Improving economy and relatively low interest rates: 2021 could see a stagnant economy or we could see an improving economy with businesses opening back up from COVID-19 shelter-in-place orders and hopefully millions of workers returning to work as businesses reopen from the pandemic. Auto loan interest rates are also at recent lows, which could spur more consumers, who next year may be more confident in their employment status to take the plunge on a new car.
Additionally, home loan interest rates have been at historical lows recently. Though, they are now rising slightly to just above 3% for a 30-year fixed mortgage. Rates are forecasted to rise slightly to about 3.25% in Q1 of 2021, but many homeowners are refinancing their homes or taking out equity loans or lines of credit. This trend and some extra cash in the bank can lead to higher confidence among consumers, resulting in more of them taking the leap on a new car or truck — possibly even an electric one.

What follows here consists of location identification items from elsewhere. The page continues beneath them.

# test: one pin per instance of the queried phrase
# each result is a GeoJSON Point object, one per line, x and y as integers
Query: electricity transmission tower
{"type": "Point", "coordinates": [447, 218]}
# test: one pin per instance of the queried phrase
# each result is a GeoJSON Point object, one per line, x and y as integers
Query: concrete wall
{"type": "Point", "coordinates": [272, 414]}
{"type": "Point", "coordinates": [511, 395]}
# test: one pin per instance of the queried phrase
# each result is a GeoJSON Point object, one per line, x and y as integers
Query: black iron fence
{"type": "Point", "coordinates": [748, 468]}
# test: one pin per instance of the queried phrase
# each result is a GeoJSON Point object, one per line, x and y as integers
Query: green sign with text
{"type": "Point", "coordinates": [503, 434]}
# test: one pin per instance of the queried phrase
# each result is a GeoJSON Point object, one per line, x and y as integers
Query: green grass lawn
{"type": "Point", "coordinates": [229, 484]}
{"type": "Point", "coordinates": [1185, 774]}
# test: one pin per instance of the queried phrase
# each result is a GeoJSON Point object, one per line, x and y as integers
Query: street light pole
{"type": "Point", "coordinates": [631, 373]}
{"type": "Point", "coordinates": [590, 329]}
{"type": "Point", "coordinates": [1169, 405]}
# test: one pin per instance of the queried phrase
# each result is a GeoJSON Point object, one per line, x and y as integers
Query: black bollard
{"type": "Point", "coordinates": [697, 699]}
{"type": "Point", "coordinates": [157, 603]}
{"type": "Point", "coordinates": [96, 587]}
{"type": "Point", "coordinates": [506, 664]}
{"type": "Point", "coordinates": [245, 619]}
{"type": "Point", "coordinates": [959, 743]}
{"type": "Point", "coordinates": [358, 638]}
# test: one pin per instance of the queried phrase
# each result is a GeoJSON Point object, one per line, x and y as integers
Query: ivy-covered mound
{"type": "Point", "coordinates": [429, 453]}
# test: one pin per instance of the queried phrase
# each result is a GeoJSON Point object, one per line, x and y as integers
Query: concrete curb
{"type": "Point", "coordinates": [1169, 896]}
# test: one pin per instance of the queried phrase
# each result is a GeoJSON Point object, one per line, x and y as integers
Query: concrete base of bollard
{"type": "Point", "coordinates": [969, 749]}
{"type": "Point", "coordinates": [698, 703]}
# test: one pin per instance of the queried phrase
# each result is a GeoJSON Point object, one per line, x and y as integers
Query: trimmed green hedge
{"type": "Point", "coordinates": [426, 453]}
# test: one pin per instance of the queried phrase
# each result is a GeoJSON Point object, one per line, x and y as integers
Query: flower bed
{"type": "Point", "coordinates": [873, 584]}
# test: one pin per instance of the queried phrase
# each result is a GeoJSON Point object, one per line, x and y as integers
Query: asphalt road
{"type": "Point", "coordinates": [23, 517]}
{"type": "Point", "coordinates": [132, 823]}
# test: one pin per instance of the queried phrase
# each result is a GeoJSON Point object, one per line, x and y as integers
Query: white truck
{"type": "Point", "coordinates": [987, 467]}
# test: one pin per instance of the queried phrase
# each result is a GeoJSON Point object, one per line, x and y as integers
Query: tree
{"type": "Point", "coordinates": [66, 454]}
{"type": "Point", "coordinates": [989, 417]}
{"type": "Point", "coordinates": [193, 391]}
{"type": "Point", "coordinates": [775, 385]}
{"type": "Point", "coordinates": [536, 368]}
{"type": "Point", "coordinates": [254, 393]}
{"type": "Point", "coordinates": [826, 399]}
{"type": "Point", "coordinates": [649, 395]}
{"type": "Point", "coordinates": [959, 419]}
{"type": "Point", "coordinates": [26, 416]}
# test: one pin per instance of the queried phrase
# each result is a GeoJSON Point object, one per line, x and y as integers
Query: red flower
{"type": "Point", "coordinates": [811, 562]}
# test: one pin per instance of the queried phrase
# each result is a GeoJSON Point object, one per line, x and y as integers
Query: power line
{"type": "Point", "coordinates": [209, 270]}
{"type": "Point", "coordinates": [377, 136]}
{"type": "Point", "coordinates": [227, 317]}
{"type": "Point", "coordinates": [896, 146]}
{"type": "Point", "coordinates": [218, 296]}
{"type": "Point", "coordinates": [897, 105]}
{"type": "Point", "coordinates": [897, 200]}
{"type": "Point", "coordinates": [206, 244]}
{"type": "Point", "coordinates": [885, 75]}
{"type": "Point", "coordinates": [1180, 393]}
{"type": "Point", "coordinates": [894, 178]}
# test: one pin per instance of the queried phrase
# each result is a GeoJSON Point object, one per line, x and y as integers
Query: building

Two dozen new EV models: By my estimate, nearly two dozen (22) new BEVs and PHEVs will become available in the US in either late 2020 or throughout 2021. Hopefully the Toyota RAV4 Prime, which has been delayed due to “supply chain” issues, and the Ford Escape PHEV, delayed due to battery fire issues with the Kuga PHEV in Europe, will see strong sales in 2021. If all goes well, we should also see decent sales of the Ford Mustang Mach-E, Volvo XC40 Recharge, Polestar 2, Audi Sportback, Lucid Air Dream, and of course the Volkswagen ID.4. I don’t expect any of these models to sell in very high volume, but when their sales are combined across the sector, it should drive significant growth in 2021 sales.
While lots of factors could emerge in the next 14 months to negatively impact EV sales next year, I believe 2021 will be the beginning of more consistent and upward growth in EV sales in the US.